A black hole is far closer to Earth than first thought, astronomers have discovered.

The scientists discovered the hole was in fact about half as distant as previously thought. It is the first time the distance between our planet and the void has been measured accurately.

But before you go running for cover you will be relieved to hear it is still 7,800 light years away - with one light year equivalent to 5.8trillion miles. The one closest to Earth is 1,600 light years away.

Scientists believe the black hole developed from a supernova, a stellar explosion, similar to the one pictured here in this artist's impression

Black holes are a region of space from which nothing, not even light, can escape. The point of no return is called the 'event horizon'.
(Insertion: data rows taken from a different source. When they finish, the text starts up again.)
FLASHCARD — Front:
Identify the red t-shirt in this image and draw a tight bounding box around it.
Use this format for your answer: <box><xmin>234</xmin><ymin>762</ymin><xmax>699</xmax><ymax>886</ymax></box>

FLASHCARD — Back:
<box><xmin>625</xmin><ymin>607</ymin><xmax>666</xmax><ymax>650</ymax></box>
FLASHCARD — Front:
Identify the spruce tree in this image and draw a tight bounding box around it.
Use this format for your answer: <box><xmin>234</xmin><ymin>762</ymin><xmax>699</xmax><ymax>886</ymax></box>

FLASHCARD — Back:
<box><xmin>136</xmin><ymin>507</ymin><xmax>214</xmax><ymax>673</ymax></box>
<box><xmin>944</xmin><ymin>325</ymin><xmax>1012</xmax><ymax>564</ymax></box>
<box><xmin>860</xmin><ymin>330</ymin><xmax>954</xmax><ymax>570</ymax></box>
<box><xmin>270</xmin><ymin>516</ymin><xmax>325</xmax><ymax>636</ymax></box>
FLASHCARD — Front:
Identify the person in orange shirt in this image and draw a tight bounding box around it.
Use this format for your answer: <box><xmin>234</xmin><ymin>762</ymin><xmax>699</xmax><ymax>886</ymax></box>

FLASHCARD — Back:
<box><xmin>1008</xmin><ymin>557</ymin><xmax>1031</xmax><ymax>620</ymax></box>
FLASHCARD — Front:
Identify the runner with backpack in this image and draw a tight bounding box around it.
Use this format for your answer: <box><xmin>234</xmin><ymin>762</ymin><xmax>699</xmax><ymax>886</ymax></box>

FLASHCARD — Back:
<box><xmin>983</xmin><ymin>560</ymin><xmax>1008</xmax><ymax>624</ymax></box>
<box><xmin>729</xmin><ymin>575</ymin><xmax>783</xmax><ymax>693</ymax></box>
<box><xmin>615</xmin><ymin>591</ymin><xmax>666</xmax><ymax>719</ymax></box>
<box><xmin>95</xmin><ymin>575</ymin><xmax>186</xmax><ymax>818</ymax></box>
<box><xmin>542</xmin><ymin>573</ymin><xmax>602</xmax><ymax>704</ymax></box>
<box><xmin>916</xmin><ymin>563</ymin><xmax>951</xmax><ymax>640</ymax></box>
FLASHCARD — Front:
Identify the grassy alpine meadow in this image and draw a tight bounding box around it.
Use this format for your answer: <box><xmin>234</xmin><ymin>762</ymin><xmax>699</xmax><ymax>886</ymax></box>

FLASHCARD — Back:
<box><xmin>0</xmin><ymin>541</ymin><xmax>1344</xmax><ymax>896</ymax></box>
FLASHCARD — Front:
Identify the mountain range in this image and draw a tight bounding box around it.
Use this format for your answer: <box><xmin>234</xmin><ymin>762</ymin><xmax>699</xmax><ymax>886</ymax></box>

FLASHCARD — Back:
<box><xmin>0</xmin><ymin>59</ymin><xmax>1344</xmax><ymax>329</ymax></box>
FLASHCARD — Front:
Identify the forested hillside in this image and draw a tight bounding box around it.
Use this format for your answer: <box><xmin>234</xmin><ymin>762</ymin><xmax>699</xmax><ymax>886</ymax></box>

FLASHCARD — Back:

The researchers said their analysis suggested the black hole had developed from a supernova, a stellar explosion, and that it moves through space at a rate of about 25 miles per second.

The star eventually collapses to the point of zero volume and infinite density, creating what is known as a 'singularity'.
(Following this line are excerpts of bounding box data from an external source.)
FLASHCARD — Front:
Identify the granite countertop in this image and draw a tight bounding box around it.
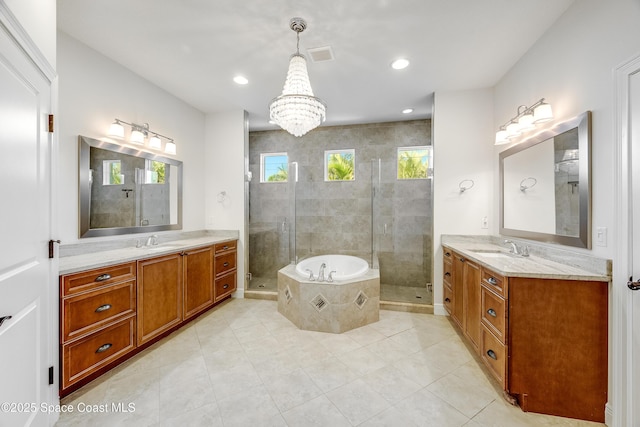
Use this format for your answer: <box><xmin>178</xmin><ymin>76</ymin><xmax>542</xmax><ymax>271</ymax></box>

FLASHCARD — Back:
<box><xmin>442</xmin><ymin>239</ymin><xmax>611</xmax><ymax>282</ymax></box>
<box><xmin>58</xmin><ymin>230</ymin><xmax>239</xmax><ymax>275</ymax></box>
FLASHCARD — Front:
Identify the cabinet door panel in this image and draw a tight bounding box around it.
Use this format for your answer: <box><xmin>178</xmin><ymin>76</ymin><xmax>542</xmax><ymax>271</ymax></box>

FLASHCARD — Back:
<box><xmin>464</xmin><ymin>260</ymin><xmax>481</xmax><ymax>351</ymax></box>
<box><xmin>183</xmin><ymin>247</ymin><xmax>213</xmax><ymax>320</ymax></box>
<box><xmin>138</xmin><ymin>254</ymin><xmax>183</xmax><ymax>345</ymax></box>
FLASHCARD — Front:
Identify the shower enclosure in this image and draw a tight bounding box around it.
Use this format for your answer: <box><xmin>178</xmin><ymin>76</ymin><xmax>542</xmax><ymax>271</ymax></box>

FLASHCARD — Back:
<box><xmin>247</xmin><ymin>120</ymin><xmax>433</xmax><ymax>305</ymax></box>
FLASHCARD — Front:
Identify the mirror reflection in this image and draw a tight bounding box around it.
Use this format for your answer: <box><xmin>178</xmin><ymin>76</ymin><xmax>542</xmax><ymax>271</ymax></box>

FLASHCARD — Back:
<box><xmin>500</xmin><ymin>112</ymin><xmax>591</xmax><ymax>248</ymax></box>
<box><xmin>79</xmin><ymin>136</ymin><xmax>182</xmax><ymax>237</ymax></box>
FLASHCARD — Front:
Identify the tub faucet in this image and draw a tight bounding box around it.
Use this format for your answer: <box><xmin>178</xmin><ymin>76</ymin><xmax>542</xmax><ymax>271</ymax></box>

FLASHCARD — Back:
<box><xmin>304</xmin><ymin>268</ymin><xmax>316</xmax><ymax>282</ymax></box>
<box><xmin>504</xmin><ymin>240</ymin><xmax>520</xmax><ymax>255</ymax></box>
<box><xmin>318</xmin><ymin>262</ymin><xmax>327</xmax><ymax>282</ymax></box>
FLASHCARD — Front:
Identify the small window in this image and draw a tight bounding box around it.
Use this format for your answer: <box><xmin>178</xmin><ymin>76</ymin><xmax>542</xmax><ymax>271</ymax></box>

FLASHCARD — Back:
<box><xmin>324</xmin><ymin>149</ymin><xmax>356</xmax><ymax>181</ymax></box>
<box><xmin>144</xmin><ymin>159</ymin><xmax>167</xmax><ymax>184</ymax></box>
<box><xmin>398</xmin><ymin>145</ymin><xmax>433</xmax><ymax>179</ymax></box>
<box><xmin>260</xmin><ymin>153</ymin><xmax>289</xmax><ymax>182</ymax></box>
<box><xmin>102</xmin><ymin>160</ymin><xmax>124</xmax><ymax>185</ymax></box>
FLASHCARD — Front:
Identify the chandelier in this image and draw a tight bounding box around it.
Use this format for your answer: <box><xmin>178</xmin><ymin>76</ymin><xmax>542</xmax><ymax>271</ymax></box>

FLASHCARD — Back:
<box><xmin>269</xmin><ymin>18</ymin><xmax>327</xmax><ymax>136</ymax></box>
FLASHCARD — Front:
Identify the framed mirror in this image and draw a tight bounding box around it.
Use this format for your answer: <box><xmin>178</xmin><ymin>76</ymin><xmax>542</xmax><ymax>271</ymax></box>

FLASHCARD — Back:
<box><xmin>500</xmin><ymin>111</ymin><xmax>591</xmax><ymax>249</ymax></box>
<box><xmin>78</xmin><ymin>136</ymin><xmax>182</xmax><ymax>237</ymax></box>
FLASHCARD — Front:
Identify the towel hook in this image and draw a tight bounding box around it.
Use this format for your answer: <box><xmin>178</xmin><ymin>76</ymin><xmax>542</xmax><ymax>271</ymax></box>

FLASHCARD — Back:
<box><xmin>520</xmin><ymin>177</ymin><xmax>538</xmax><ymax>191</ymax></box>
<box><xmin>458</xmin><ymin>179</ymin><xmax>475</xmax><ymax>193</ymax></box>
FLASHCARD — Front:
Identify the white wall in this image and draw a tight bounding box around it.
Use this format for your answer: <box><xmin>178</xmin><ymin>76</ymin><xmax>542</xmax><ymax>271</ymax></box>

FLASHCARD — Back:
<box><xmin>433</xmin><ymin>89</ymin><xmax>498</xmax><ymax>314</ymax></box>
<box><xmin>494</xmin><ymin>0</ymin><xmax>640</xmax><ymax>258</ymax></box>
<box><xmin>494</xmin><ymin>0</ymin><xmax>640</xmax><ymax>425</ymax></box>
<box><xmin>203</xmin><ymin>110</ymin><xmax>248</xmax><ymax>297</ymax></box>
<box><xmin>57</xmin><ymin>32</ymin><xmax>205</xmax><ymax>243</ymax></box>
<box><xmin>0</xmin><ymin>0</ymin><xmax>56</xmax><ymax>69</ymax></box>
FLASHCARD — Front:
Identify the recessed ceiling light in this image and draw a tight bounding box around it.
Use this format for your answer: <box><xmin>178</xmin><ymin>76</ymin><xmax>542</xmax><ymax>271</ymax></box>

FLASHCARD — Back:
<box><xmin>391</xmin><ymin>58</ymin><xmax>409</xmax><ymax>70</ymax></box>
<box><xmin>233</xmin><ymin>76</ymin><xmax>249</xmax><ymax>85</ymax></box>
Around the singularity is a region where the force of gravity is so strong that not even light can escape. Thus, no information can reach us from this region. It is therefore called a black hole, and its surface is called the 'event horizon'.

A team led by Peter Jonker from the Netherlands Institute for Space Research, achieved the breakthrough by measuring the radio emissions from the black hole and its associated dying star V404 Cygni, in the Cygnus constellation. 

They used a combination of radio telescopes spread across the world to measure the distance to the void.

Astronomical distances are notoriously difficult to calculate because of the vast regions involved.

However, they are often measured using the 'trigonometric parallax', which depends on the apparent motion of nearby stars compared with more distant stars, using observations made six months apart.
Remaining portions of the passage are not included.